Burnout und Erschöpfungszustände

Es ist kein Zufall, dass viele Menschen von Erschöpfungszuständen oder Burnout betroffen sind. Die Anforderungen, die wir oder andere an uns stellen, werden in unserer schnelllebigen Zeit immer höher.
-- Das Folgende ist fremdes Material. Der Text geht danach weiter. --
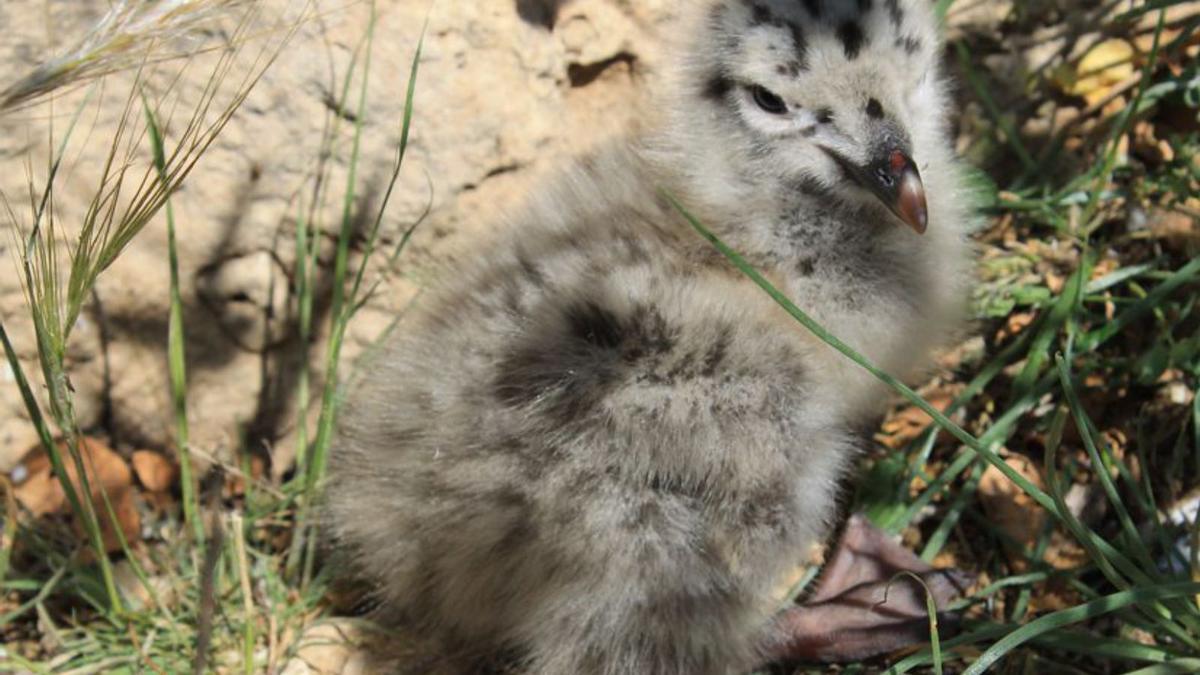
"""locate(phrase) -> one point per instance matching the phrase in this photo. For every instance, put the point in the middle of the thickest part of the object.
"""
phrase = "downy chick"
(600, 448)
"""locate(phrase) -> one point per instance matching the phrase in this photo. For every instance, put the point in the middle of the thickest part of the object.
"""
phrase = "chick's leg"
(864, 604)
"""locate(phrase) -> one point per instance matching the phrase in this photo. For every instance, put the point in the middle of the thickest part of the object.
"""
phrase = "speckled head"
(827, 95)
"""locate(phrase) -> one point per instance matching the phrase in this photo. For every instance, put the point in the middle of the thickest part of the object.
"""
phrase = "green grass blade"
(175, 356)
(1085, 611)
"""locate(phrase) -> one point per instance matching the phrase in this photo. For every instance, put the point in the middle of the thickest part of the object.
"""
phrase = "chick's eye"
(768, 100)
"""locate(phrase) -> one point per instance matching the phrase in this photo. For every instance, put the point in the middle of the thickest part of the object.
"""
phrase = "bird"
(598, 447)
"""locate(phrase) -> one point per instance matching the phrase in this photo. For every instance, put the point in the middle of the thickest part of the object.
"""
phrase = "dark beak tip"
(911, 204)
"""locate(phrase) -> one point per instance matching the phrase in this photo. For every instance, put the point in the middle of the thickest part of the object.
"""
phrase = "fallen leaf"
(1102, 67)
(155, 472)
(41, 494)
(1180, 232)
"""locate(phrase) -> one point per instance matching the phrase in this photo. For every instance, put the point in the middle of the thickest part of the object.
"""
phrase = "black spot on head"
(799, 45)
(648, 334)
(791, 69)
(760, 15)
(594, 324)
(717, 88)
(717, 16)
(531, 270)
(851, 36)
(715, 356)
(539, 12)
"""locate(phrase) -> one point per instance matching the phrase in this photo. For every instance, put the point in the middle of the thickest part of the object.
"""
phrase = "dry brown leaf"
(155, 472)
(1177, 231)
(41, 494)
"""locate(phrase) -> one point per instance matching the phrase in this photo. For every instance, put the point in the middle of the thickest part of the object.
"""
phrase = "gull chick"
(599, 448)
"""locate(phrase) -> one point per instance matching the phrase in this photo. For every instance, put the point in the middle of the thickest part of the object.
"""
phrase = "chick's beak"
(895, 181)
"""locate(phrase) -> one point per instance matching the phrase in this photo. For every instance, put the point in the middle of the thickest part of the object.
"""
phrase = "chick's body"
(600, 449)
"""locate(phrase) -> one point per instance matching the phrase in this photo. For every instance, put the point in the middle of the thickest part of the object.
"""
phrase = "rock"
(507, 90)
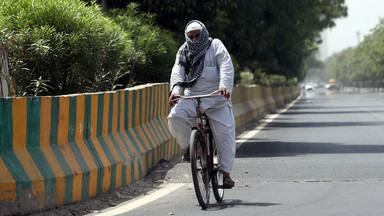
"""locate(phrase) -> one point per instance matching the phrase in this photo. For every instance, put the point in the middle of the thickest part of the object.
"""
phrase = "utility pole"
(4, 72)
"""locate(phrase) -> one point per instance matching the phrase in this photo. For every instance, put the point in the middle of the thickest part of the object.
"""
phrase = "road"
(323, 155)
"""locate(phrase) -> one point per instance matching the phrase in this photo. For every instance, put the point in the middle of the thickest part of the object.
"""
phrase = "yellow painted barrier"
(62, 149)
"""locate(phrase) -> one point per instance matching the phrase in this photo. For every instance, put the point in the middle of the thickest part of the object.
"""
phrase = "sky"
(363, 15)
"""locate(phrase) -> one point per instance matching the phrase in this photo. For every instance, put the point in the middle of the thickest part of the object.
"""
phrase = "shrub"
(157, 47)
(73, 47)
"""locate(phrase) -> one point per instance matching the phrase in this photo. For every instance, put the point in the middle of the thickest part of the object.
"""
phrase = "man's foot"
(187, 156)
(228, 183)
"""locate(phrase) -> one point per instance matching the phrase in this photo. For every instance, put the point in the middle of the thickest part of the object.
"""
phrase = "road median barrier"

In immer weniger Zeit müssen wir immer mehr erledigen. Zudem soll alles reibungslos verlaufen: Das Dinner sei perfekt, die Wohnung tip-top, das Auto stets spiegelblank, der Garten eine Idylle, die Karriereleiter hinaufgeklettert, in der Firma sei man für die Leistungen hochgelobt, die Kinder seien brav, die Nachbarn übertroffen, jederzeit habe man ein offenes Ohr und sei stets für alle mit einem Lächeln da.

Übertriebene Erwartungen und Ansprüche an uns selbst und andauernde Selbstüberlastung haben allerdings ihren Preis.

Der Weg ins Burnout

Im Lauf der Zeit schleichen sich persönliche Veränderungen ein:

  • Drang, sich selbst und anderen Personen etwas zu beweisen
  • Starkes Leistungsstreben, um besonders hohe Erwartungen erfüllen zu können
  • Überarbeitung, Vernachlässigung persönlicher Bedürfnisse und sozialer Kontakte
  • Überspielen oder Übergehen von inneren Problemen und Konflikten
  • Selbstzweifel, Hinterfragen von ehemals wichtigen Dingen wie Hobbys und Freunden
  • Verleugnung entstehender Probleme, Sinken der persönlichen Belastbarkeitsgrenze
  • Sozialer Rückzug und Vermeidung sozialer Kontakte
  • nach außen erkennbare Verhaltensänderungen, zunehmende Gefühle von Wertlosigkeit und zunehmende Ängstlichkeit
  • Kontaktverlust zu sich selbst und zu anderen Personen, zunehmendes Gefühl wie eine Maschine zu funktionieren
  • Versuche, die Gefühle von innerer Leere durch Sexualität, Essgewohnheiten, Alkohol, Medikamente oder Drogen erträglich zu machen
  • Depression mit Symptomen wie Gleichgültigkeit, Hoffnungslosigkeit, Erschöpfung und Perspektivlosigkeit
  • Beginnende Suizidgedanken als Ausweg aus der hoffnungslosen Situation; akute Gefahr eines seelischen und körperlichen Zusammenbruchs.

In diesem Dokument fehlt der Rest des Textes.